The “average” recreationalist functions within a very limited sphere of wilderness that has been purposefully cultivated for us. Trails, roads, climbing routes, bolt anchors, specialized equipment, guide books, GPS tracking and personal panic devices, all of these things insulate us from harm and risk in the backcountry. They’re not fail-proof; every year hundreds of people in Colorado (my home state) require rescue, and an unfortunate handful die, but these tools have allowed us to embrace the idea promoted so effectively by John Muir and others of wilderness-as-healer for our weary, city-sapped souls. Don’t get me wrong, I use these tools almost daily; you won’t find me in the backcountry without my GPS and my gore-tex shell and puffy jacket, but I’m aware that my wilderness experiences are shaped by these tools.
To put it another way: as a member of my local search and rescue team, every year I help rescue folks who venture into the backcountry without the necessary tools. Like me, they’re seeking some of that wilderness beauty and healing. I’ve never rescued anyone who in the midst of being cold, wet, and hungry, has waxed poetic about the beauty of the wilderness, or told me how they felt healed by the freezing alpine wind and snow. All of them more-or-less say the same thing: get me the Hell out of here!
That said, I also believe we (the human species) want desperately to feel ourselves a part of the tangible web of life on Earth, to feel like there are still some things we haven’t altered and don’t control, and we’ll accept quite a bit of risk to satisfy that need. I even enjoy the risk, the feeling that there are some things out of my control. My relationship with wilderness is predicated on my access to technological tools, yes, but that doesn’t mean that the value of the relationship is any less, that the wilderness is any less real.
So the question now is, how do we live with wilderness now?
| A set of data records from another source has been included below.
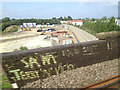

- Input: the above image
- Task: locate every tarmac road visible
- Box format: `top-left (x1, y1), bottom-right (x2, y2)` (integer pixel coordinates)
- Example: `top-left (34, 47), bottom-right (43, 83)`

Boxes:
top-left (63, 24), bottom-right (98, 42)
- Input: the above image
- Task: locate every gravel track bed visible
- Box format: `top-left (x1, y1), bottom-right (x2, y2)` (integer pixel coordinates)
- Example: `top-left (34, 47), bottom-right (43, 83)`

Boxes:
top-left (22, 59), bottom-right (120, 88)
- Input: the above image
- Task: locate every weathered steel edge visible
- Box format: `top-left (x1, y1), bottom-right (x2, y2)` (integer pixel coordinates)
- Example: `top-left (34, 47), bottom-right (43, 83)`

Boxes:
top-left (0, 40), bottom-right (105, 59)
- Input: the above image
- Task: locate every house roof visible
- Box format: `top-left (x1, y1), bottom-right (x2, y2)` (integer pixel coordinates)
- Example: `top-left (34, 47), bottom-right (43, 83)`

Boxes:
top-left (70, 20), bottom-right (83, 22)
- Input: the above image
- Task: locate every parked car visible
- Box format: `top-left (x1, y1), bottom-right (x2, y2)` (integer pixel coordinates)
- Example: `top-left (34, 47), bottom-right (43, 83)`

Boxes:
top-left (37, 30), bottom-right (42, 32)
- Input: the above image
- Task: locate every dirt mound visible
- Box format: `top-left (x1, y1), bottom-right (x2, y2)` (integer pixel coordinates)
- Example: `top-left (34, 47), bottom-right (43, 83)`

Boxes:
top-left (4, 25), bottom-right (19, 32)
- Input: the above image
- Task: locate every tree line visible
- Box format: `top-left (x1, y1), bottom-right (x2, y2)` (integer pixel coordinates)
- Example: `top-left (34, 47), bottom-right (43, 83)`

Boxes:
top-left (81, 17), bottom-right (120, 33)
top-left (0, 16), bottom-right (72, 31)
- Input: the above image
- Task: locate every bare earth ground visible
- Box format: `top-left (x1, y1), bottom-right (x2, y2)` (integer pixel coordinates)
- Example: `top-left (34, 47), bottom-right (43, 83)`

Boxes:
top-left (0, 27), bottom-right (61, 53)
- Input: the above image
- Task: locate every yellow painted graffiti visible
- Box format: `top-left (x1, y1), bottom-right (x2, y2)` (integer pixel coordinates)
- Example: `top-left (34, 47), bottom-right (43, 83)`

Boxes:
top-left (41, 53), bottom-right (57, 65)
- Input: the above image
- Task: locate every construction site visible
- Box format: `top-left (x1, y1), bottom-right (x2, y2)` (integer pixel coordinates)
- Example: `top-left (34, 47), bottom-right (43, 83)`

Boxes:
top-left (0, 23), bottom-right (78, 53)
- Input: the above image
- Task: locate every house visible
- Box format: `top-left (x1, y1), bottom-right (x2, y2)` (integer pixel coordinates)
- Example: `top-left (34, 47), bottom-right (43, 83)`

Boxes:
top-left (115, 19), bottom-right (120, 26)
top-left (60, 21), bottom-right (68, 24)
top-left (69, 20), bottom-right (83, 26)
top-left (23, 23), bottom-right (36, 28)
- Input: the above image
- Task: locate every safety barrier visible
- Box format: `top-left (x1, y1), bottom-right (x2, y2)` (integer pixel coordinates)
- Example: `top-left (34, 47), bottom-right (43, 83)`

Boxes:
top-left (2, 34), bottom-right (120, 88)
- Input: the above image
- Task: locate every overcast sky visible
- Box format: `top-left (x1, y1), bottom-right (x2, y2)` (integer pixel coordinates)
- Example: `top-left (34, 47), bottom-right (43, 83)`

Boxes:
top-left (0, 0), bottom-right (119, 18)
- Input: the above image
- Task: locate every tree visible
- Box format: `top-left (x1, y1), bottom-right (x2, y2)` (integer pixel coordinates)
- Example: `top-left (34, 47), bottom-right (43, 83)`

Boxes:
top-left (52, 17), bottom-right (56, 20)
top-left (91, 18), bottom-right (95, 21)
top-left (67, 16), bottom-right (72, 20)
top-left (64, 17), bottom-right (68, 21)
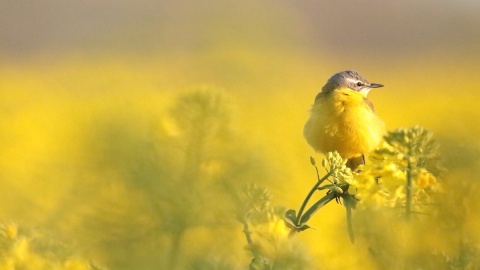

Muir’s wilderness-as-healer was instrumental in bringing society to wilderness and in making that society care for wild places. But I worry that we’ve run it into the ground now, along with so many overused and misused wilderness areas. Wilderness-as-healer infantilizes us in many ways, and puts the power and burden of healing and restoration onto wilderness. In the coming years, we as a society must work to re-envision our relationship to wilderness: wilderness-as-healer, yes, but also humans-as-healers-of-wilderness. Despite how we sometimes feel as individuals in the wilderness, collectively we’re not children anymore, we’re stewards. We now know how to protect ourselves from the inherent dangers of wilderness, but we don’t yet know how to effectively protect wilderness from us.
Would we all be happier as hunter/gatherers?
Hunter/gatherers lived by-and-large in the hands of nature, though even this is reductive, as we know that hunter/gatherer cultures managed the land and animals. Certainly I think there was joy to be had in harvesting everything you needed directly from the source, no intermediaries, but living in the hands of nature meant your fate was sometimes not within your power to control. Now that almost every aspect of modern life is industrialized, we’re in each other’s hands. Which would you prefer?
Yuval Noah Harari, in his book Sapiens, posits that one of the reasons humans have dominated the earth is our ability to believe in collective lies, that by investing in communal fictions we have been able to unite large groups of people to achieve larger objectives than we otherwise might have. Corporations and money are examples of things that we have imbued with a reality that doesn’t exist beyond our conceptions of them. What is your favorite collective lie?
I remember reading Sapiens some time ago and learning a lot from it. Gosh, there’s so many real ringer lies out there, it’s hard to choose just one. The collective lie I am probably most guilty of believing is that freeze-dried backpacking food is actually good. It’s not. But i’m going to keep on eating it, and believing in it.